500 000 zelten auf dem Marienfeld

Köln (dpa). 800 000 Gläubige haben Papst Benedikt XVI. am Abend vor der Abschlussmesse auf dem Marienfeld westlich von Köln begeistert zugejubelt. Der Glaube sei die entscheidende Kraft für eine bessere Welt, sagte der Papst bei einem Abendgebet.

»Nur von den Heiligen, nur von Gott her kommt die wirkliche Revolution, die grundlegende Änderung der Welt«, rief der Papst der Menge bei einer Vigil, einem Gebet am Vorabend eines Festes, zu. Er erhielt immer wieder Applaus. Vor der feierlichen Andacht hatte er die Gläubigen in der Abendsonne vom Papamobil aus begrüßt und das Marienfeld durch die Weihung einer Glocke zur »Kathedrale für einen Tag« gemacht.

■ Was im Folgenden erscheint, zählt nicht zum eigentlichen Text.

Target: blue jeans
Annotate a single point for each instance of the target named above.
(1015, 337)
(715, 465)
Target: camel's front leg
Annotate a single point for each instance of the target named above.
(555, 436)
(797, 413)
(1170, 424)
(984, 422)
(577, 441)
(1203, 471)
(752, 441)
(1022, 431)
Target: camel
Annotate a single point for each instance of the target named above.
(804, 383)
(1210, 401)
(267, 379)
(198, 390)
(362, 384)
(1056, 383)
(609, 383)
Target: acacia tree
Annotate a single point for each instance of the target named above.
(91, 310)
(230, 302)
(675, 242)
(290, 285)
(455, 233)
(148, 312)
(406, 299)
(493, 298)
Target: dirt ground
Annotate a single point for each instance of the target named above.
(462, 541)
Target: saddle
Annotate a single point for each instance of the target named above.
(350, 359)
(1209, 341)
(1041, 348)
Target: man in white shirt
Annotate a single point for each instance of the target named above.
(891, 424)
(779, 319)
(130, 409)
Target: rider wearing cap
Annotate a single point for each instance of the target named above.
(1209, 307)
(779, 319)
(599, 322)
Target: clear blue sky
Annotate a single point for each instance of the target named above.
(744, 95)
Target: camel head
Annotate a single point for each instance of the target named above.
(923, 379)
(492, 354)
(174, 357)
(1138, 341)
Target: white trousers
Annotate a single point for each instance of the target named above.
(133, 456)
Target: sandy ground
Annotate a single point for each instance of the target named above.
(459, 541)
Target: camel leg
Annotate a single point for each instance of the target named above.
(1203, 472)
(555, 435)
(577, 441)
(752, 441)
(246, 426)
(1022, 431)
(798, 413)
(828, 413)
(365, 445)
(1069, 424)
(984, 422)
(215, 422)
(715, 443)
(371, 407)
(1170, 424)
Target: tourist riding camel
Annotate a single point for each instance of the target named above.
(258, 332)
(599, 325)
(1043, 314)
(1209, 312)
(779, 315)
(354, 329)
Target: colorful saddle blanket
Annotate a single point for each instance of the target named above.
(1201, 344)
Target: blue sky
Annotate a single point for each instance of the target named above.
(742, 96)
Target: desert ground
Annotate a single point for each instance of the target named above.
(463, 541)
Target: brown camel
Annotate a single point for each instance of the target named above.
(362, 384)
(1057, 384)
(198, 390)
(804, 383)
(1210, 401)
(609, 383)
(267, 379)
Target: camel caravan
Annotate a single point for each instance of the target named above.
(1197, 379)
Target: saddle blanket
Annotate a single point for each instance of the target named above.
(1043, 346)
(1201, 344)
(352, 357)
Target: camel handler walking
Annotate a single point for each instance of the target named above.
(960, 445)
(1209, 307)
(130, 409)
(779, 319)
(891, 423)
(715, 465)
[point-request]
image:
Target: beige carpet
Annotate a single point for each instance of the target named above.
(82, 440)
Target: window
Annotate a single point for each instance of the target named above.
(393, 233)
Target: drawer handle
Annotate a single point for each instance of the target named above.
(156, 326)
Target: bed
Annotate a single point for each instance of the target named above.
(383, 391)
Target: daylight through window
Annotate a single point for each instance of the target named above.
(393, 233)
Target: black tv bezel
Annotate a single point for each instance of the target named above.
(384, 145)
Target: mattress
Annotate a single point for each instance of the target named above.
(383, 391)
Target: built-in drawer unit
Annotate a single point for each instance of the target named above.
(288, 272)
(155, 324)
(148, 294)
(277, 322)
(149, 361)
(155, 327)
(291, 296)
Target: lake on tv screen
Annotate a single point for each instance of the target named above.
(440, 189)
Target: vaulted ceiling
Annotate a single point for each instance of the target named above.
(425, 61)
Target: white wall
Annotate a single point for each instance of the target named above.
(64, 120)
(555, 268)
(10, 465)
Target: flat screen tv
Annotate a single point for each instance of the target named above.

Mehr als eine halbe Million Teilnehmer der Vigil übernachteten den Angaben des Veranstalters zufolge auf freiem Feld, um zum gestrigen Abschlussgottesdienst schon zur Stelle zu sein.
Es ist die Nacht der Kontraste. Tausende tanzen und singen und nur wenige Meter weiter, gehen andere ins Gebet, reden über ihre Sorgen oder lassen einfach die letzten Tage Revue passieren. Kaum ein Pilger scheint zu schlafen. »Warum sollte ich schlafen, wenn ich die Möglichkeit habe, in einer Nacht die ganze Welt kennen zu lernen?«, sagt Azucena Torres aus Texas und ist schon in der tanzenden Menge verschwunden.
Ein friedliches Zeltlager in der Größe von 600 Fußballplätzen, ohne auch nur einen Polizeieinsatz, ohne Alkohol. Kurz vor Mitternacht: Die Schlafsäcke sind Mann an Mann auf der Wiese ausgebreitet, Papst Benedikt XVI. ist längst nicht mehr da.
Zwischen den Parzellen C8 und D2 schaut eine kleine Gruppe gebannt auf einen Jongleur mit Feuerkegeln. »Da schwillt mir ja der Kamm«, sagt André Borkenhagen vom Roten Kreuz und schreitet ein. Offenes Feuer ist auf dem Marienfeld verboten, brennende Kegel gehören dazu.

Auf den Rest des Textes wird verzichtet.